[EM] SSD, RP wrap-up

Blake Cretney bcretney at postmark.net
Mon Apr 23 13:05:00 PDT 2001


Dear Markus,
 
> You wrote (19 Apr 2001):
> > RP can choose outside the initial Schwartz set. SSD & Cloneproof
SSD
> > will never do that. Choosing outside the initial Schwartz set
isn't
> > serious. I'm not aware of it causing a strategy problem, but that
> > doesn't mean I'm saying it doesn't. But it's an embarrassment,
and,
> > as I said before, an aesthetic gaffe. And an avoidable one, since
> > we've got excellent methods that don't have that failing.
> 
> In so far as your claim that Ranked Pairs could choose outside the
> Schwartz set seems to be your main argument against Ranked Pairs,
> it would be very helpful if you could post an explicit example where
> Ranked Pairs actually chooses a candidate outside the Schwartz set.
> Otherwise your claim that Ranked Pairs could choose outside the
> Schwartz set seems to be not justifiable.

The question was asked of Mike, but I'll respond anyway.  He must be
refering to an example like this:

A>B 40
B>C 39
C>A 38
A ties with D
D>B 5
D>C 4

----------

Now, I don't take the Schwartz criterion particularly seriously, but
just for fun, here's another criterion to counter it.

Let's call it the Pairwise Dominance criterion.  It goes like this.  
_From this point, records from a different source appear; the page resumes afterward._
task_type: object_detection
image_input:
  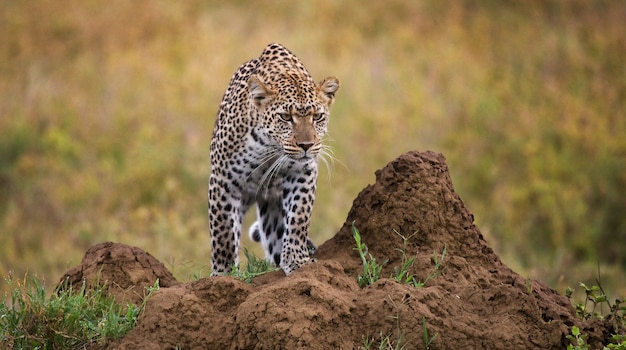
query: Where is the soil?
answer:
[62,152,611,349]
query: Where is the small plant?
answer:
[229,248,280,283]
[0,276,158,349]
[352,222,387,288]
[389,230,447,288]
[565,278,626,350]
[422,316,439,350]
[565,326,589,350]
[565,279,626,333]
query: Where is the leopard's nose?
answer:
[298,142,313,152]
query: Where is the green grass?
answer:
[0,276,158,349]
[229,248,280,283]
[0,0,626,304]
[352,223,447,288]
[352,222,388,288]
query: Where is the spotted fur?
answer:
[209,44,339,275]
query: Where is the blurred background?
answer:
[0,0,626,296]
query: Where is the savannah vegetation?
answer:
[0,0,626,320]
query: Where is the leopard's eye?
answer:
[278,113,293,122]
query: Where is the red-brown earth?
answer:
[59,152,610,349]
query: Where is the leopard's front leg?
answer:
[280,167,317,275]
[209,174,245,276]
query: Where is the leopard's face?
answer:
[248,75,339,162]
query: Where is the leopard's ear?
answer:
[248,74,274,108]
[317,77,339,106]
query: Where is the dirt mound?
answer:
[63,152,609,349]
[59,242,178,305]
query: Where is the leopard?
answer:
[208,43,339,276]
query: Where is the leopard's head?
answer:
[248,74,339,161]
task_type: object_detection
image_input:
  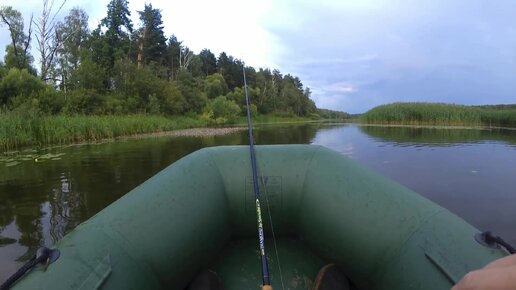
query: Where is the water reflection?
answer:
[359,126,516,147]
[314,126,516,249]
[0,124,516,281]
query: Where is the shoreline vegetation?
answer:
[0,113,330,152]
[358,103,516,128]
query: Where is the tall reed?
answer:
[0,113,206,151]
[360,103,516,127]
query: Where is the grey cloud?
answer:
[267,0,516,113]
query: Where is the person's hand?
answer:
[451,255,516,290]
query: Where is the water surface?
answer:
[0,124,516,282]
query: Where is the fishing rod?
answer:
[242,65,272,290]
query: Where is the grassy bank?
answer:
[360,103,516,128]
[0,113,206,152]
[0,112,322,152]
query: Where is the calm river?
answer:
[0,124,516,282]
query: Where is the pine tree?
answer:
[138,4,167,66]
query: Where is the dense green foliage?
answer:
[0,0,316,123]
[361,103,516,127]
[315,109,350,121]
[0,113,206,152]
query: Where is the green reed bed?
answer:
[360,103,516,127]
[0,113,206,151]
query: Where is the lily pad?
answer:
[0,237,17,247]
[5,161,21,167]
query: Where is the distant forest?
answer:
[0,0,335,118]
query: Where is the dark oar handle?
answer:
[0,247,60,290]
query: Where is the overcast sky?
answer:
[0,0,516,113]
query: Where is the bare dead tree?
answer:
[179,47,194,70]
[31,0,66,81]
[0,6,33,68]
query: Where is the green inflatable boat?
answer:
[8,145,507,290]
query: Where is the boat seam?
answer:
[373,208,447,281]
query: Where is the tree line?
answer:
[0,0,317,120]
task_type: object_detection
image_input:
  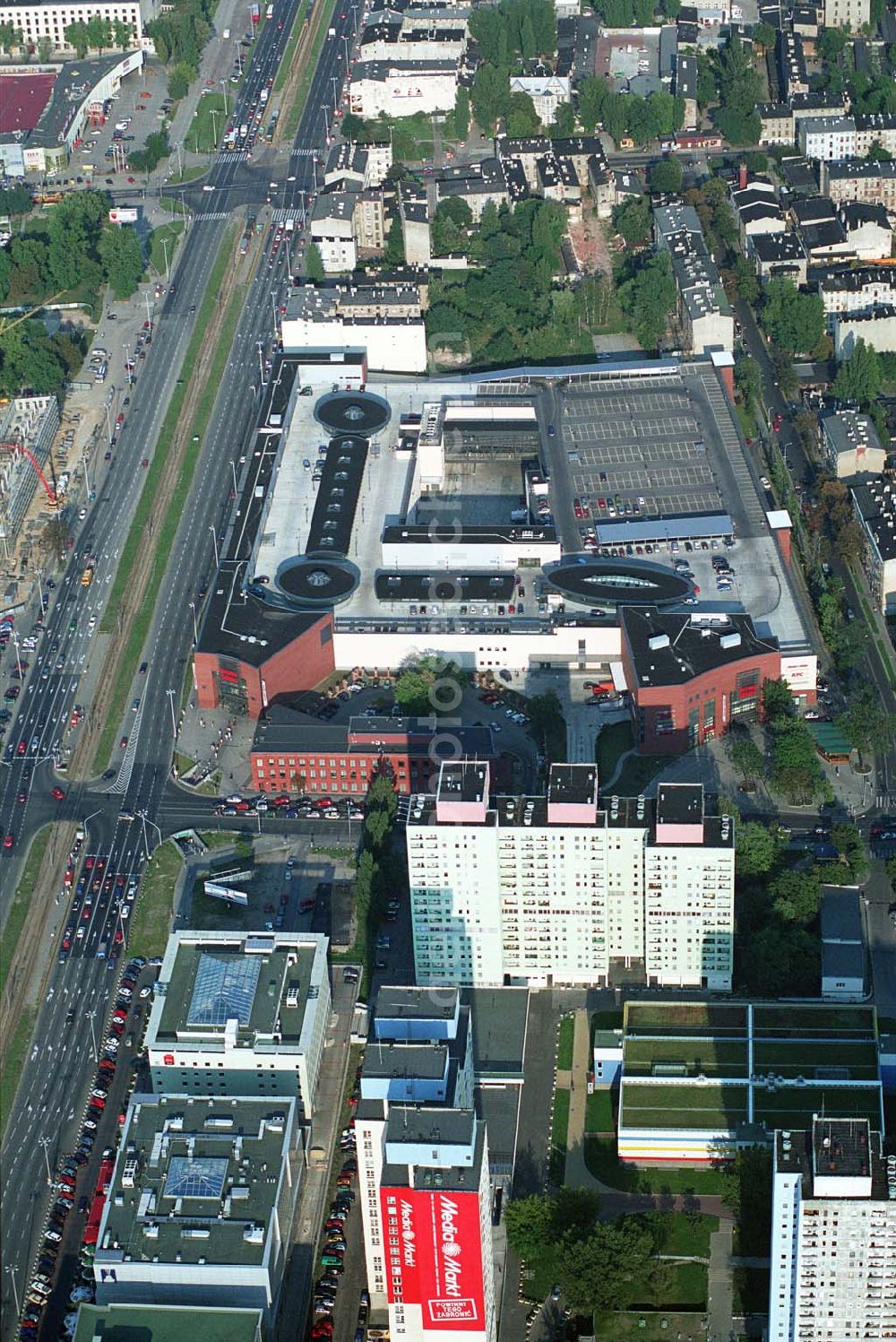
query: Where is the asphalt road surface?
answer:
[0,0,351,1338]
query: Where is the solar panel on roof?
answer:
[165,1156,227,1199]
[186,954,260,1026]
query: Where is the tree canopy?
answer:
[762,278,825,354]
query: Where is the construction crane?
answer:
[0,443,59,513]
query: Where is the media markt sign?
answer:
[424,1193,483,1329]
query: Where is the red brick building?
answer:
[194,608,335,718]
[249,706,494,799]
[620,607,780,754]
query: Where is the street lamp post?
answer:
[38,1137,52,1185]
[4,1263,22,1318]
[84,1010,99,1058]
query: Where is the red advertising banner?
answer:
[380,1188,486,1333]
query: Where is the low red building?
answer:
[620,607,780,754]
[194,609,335,718]
[249,706,494,799]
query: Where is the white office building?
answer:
[407,761,734,991]
[769,1118,896,1342]
[356,985,496,1342]
[146,931,330,1121]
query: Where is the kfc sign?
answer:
[380,1188,486,1331]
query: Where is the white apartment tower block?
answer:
[407,761,734,991]
[769,1118,896,1342]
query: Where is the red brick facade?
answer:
[194,610,335,719]
[623,639,780,754]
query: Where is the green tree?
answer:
[815,28,849,60]
[739,921,821,997]
[650,159,681,196]
[168,60,196,102]
[455,84,470,141]
[504,1193,554,1263]
[762,278,825,354]
[731,252,759,305]
[735,820,780,878]
[305,243,326,284]
[769,871,821,926]
[578,75,610,130]
[394,658,465,718]
[834,340,882,407]
[726,732,766,788]
[556,1216,656,1314]
[505,92,542,135]
[63,20,90,60]
[613,196,653,246]
[618,252,676,349]
[470,62,510,130]
[99,224,143,298]
[548,102,575,140]
[837,686,896,761]
[383,215,405,268]
[753,22,775,51]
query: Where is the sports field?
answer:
[623,1036,747,1078]
[620,1082,747,1131]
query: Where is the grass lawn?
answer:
[585,1135,724,1193]
[149,219,184,275]
[127,839,184,959]
[184,92,229,155]
[620,1082,747,1129]
[273,4,311,92]
[364,111,434,164]
[94,228,237,773]
[519,1252,556,1301]
[283,5,327,143]
[624,1039,747,1078]
[629,1263,708,1310]
[597,722,669,797]
[0,1007,38,1134]
[548,1090,570,1183]
[734,1267,771,1314]
[0,826,49,993]
[594,1310,707,1342]
[585,1090,616,1132]
[663,1212,719,1258]
[556,1016,575,1072]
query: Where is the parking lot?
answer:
[561,386,723,524]
[70,63,170,186]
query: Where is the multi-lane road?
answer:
[0,0,353,1338]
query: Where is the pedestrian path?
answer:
[707,1221,737,1342]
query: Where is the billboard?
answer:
[380,1186,486,1333]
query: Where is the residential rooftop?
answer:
[94,1095,299,1261]
[148,933,327,1051]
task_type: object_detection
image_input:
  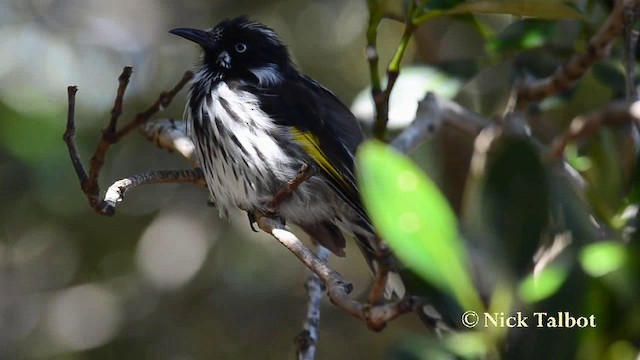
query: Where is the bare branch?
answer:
[266,164,314,211]
[295,245,331,360]
[115,71,193,142]
[62,86,89,188]
[63,66,196,215]
[99,169,206,216]
[548,101,640,160]
[391,92,491,153]
[518,0,637,107]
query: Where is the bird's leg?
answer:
[247,164,316,232]
[266,164,316,213]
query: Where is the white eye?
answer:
[236,43,247,53]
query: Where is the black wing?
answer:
[250,74,370,223]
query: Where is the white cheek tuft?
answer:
[249,64,282,86]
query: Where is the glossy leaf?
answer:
[358,142,481,309]
[481,138,549,276]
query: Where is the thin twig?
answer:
[99,169,206,216]
[62,86,89,188]
[139,119,200,167]
[622,5,639,100]
[256,213,417,331]
[295,245,331,360]
[547,101,640,160]
[63,66,193,215]
[518,0,637,108]
[367,1,416,140]
[367,243,391,306]
[391,92,491,154]
[82,66,133,209]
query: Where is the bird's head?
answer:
[170,17,293,85]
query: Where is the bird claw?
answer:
[247,211,259,232]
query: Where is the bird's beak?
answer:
[169,28,214,49]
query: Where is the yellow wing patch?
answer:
[291,128,350,189]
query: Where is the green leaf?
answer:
[580,241,627,277]
[447,0,585,19]
[480,137,549,276]
[487,19,557,53]
[518,266,567,303]
[357,141,481,309]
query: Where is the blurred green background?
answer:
[0,0,430,360]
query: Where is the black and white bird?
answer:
[171,17,404,296]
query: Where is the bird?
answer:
[170,16,404,297]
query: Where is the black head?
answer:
[170,17,292,82]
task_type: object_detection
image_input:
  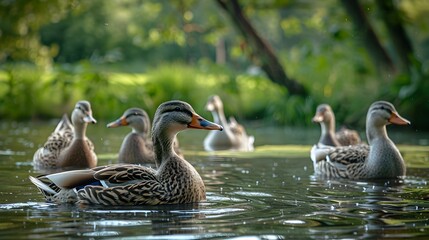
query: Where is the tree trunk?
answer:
[216,0,308,96]
[341,0,396,72]
[375,0,413,72]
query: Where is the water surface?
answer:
[0,122,429,239]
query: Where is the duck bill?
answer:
[83,114,97,123]
[205,102,214,112]
[107,117,128,128]
[311,112,323,123]
[389,111,411,125]
[188,113,223,131]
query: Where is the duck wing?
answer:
[77,165,165,206]
[33,114,74,168]
[311,144,369,179]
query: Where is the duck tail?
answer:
[29,176,60,199]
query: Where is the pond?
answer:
[0,122,429,239]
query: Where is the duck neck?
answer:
[152,127,177,168]
[365,121,406,178]
[132,127,149,139]
[319,120,340,146]
[366,122,389,145]
[73,123,88,139]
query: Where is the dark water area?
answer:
[0,122,429,239]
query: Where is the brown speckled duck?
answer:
[204,95,255,151]
[33,101,97,169]
[107,108,155,164]
[312,104,361,147]
[311,101,410,179]
[30,101,222,206]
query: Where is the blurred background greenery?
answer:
[0,0,429,130]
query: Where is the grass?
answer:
[0,56,424,131]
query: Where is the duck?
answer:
[33,100,97,169]
[29,100,223,206]
[312,104,362,147]
[107,107,155,164]
[107,107,183,164]
[204,95,255,151]
[311,101,411,180]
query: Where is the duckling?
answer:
[311,101,410,179]
[312,104,361,147]
[107,108,155,164]
[204,95,255,151]
[107,108,183,165]
[33,101,97,169]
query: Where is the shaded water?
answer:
[0,123,429,239]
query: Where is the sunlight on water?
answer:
[0,123,429,239]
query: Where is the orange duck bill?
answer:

p(X,Y) is the number of voters who rank X over Y.  
For all X, if exists Y s.t. (for all Z, p(Y,Z)>=p(X,Z) and
p(Z,Y)<=p(Z,X)) and p(Y,X)>p(X,Y)
then  X must not win

In other words, a candidate shouldn't win, if there is another
candidate that not only beats it head-to-head, but also does at least
as well in all the other contests, whether measured in terms of votes
for or against the candidate.

If you use the tiebreaker that Zavist and Tideman specify for Ranked
Pairs, it passes this criterion.  Initially, I misuderstood their
tiebreaker, and then viewed it as unnecessarily complicated, but I
recently realized that it passes a criterion of this form, and has
certain other subtle advantages.  They may have considered this, but
they don't mention it.

For those wanting a definition of that tie-breaker, here it goes. 
Let's say you have two different victories, like
A vs. B and C vs. D
this involves the candidates A, B, C, and D.  One of these candidates
is ranked highest on the tiebreaker.  Whichever victory involves that
candidate is considered higher after the tiebreaker.  The same
candidate can appear in both victories, as long as it isn't highest. 
For example, given the tiebreaker A>B>C>D>E, C>B would beat D>E, since
B is ranked highest on the tiebreaker.

But it might be, that you have the same candidate repeated, and this
candidate is the highest.  Not surprisingly, you look at the
candidates the victories don't share, and see which is higher of
those.  That victory is considered higher after the tiebreaker.  For
example, with the tiebreaker A>B>C>D>E, C>D would beat E>C, since D is
higher than E on the tiebreaker.

Next, you consider pairwise ties.  Score those as a victory for the
higher ranked over the lower ranked candidate.  So, with tiebreaker
A>B>C>D>E, B=E would cause B to be ranked over E.  Once there are no
pairwise ties, and no victories are considered equal, the normal
definitions give a result.

--------

An example where Schulze/SSD fails PDC is the following,

1 ballot of each permutation of A B C D
2 A B C D
2 C D A B
2 D A B C

B shouldn't win by PDC, but with Schulze/SSD, it can (if you draw a
B-1st ballot).  It appears that there is little justification for
allowing B to win, since A does better than B by any reasonable
measure.  On the other hand, since this (and Schwartz) only show up
when there is a tie, this is really an argument about tiebreakers. 
You could make Schulze pass PDC, or RP pass Schwartz, by adding an
extra step to avoid electing the candidates that are declared
ineligible.  Of course, this provides another complication.